The problem of social security benefits for posthumous children is one that arises from time to time. I discussed a case of that sort about 18 months ago. Now there’s a recent Third Circuit decision on the topic (and my thanks to Raegen Rasnic at Skellenger Bender for tipping me off.)
Let me first recite what I think of as the basic scenario and then you can begin to think about which additional facts matter. Man (here Robert Capato, a husband, but what if not married?) agrees to have sperm frozen for subsequent use by a particular person (here Karen Capato, his wife.) He dies before sperm is used. Twins are conceived and born 18 months after his death. Do those children qualify for social security benefits on the theory that they are his surviving children?
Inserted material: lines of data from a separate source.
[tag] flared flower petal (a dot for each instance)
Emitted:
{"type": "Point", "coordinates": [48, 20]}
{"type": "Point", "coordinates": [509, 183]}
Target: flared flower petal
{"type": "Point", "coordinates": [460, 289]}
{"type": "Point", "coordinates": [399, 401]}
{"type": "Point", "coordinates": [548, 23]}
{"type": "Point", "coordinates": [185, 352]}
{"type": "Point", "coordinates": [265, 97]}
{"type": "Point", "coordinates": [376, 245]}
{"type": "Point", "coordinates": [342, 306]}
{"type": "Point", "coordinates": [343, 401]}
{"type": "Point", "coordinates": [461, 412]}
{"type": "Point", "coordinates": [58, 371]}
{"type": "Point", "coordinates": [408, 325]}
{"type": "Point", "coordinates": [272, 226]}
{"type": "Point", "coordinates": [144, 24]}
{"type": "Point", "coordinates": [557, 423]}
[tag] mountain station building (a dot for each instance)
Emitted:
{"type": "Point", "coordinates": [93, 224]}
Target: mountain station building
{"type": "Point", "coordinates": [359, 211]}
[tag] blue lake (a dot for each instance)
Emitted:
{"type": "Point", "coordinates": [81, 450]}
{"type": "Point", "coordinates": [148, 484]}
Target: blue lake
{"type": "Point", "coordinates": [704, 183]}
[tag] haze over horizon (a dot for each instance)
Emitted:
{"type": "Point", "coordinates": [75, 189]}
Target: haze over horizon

The first question–one addressed by the court–is whether they are his children within the meaning of the Act. The court says that they are relying on the plain meaning of the words. In some sense, this is probably the easiest case you can think of: The children are biologically related to both of the Capatos and Mr. Capato clearly contemplated having his wife use his sperm to conceive children.
I’m not quite sure what I think about this. Of course, my main question is what makes these the children of the ? Is it enough that he wanted them to be brought into being? Suppose he had specifically obtained sperm from a brother for his wife to use–would those be his children? Or is the genetics alone enough? (See some of these other cases discussed earlier where sperm is collected posthumously, even where we may not be confident the decedent directed this.) What about if the widow remarries and then uses Mr. Capato’s frozen sperm (perhaps she marries the brother, but now let’s make the brother be sterile.)
There are so many variations to spin. I won’t go on here because, as the court says, it only has to deal with the case at hand.
Notice, however, the last line of the opinion: The court remands the case to the district court “for a determination of whether, as of the date of Mr. Capato’s death, his children were dependent or deemed dependent on him.” (My italics added.)
Perhaps here there is a meaning other than the obvious one, but I’m not familiar enough with this area of the law to say. It seems to me that as of the date of Mr. Capato’s death there were no children. There were vials of cryopreserved sperm. This being the case, it’s pretty hard for me to see how you could say the children were dependent on him at that time. Surely the decision whether to go ahead and create the children was no longer his to make.
As always, it’s thinking about where the edges are that most interests me. If Ms. Capato uses Mr. Capato’s sperm again in ten years, is that also his child for social security benefits? Is it his child even if she purchases an egg from someone else and uses a surrogate? Or what about if Ms. Capato offers the sperm to a friend? Law professors delight in such hypotheticals, but what do we do when it really happens?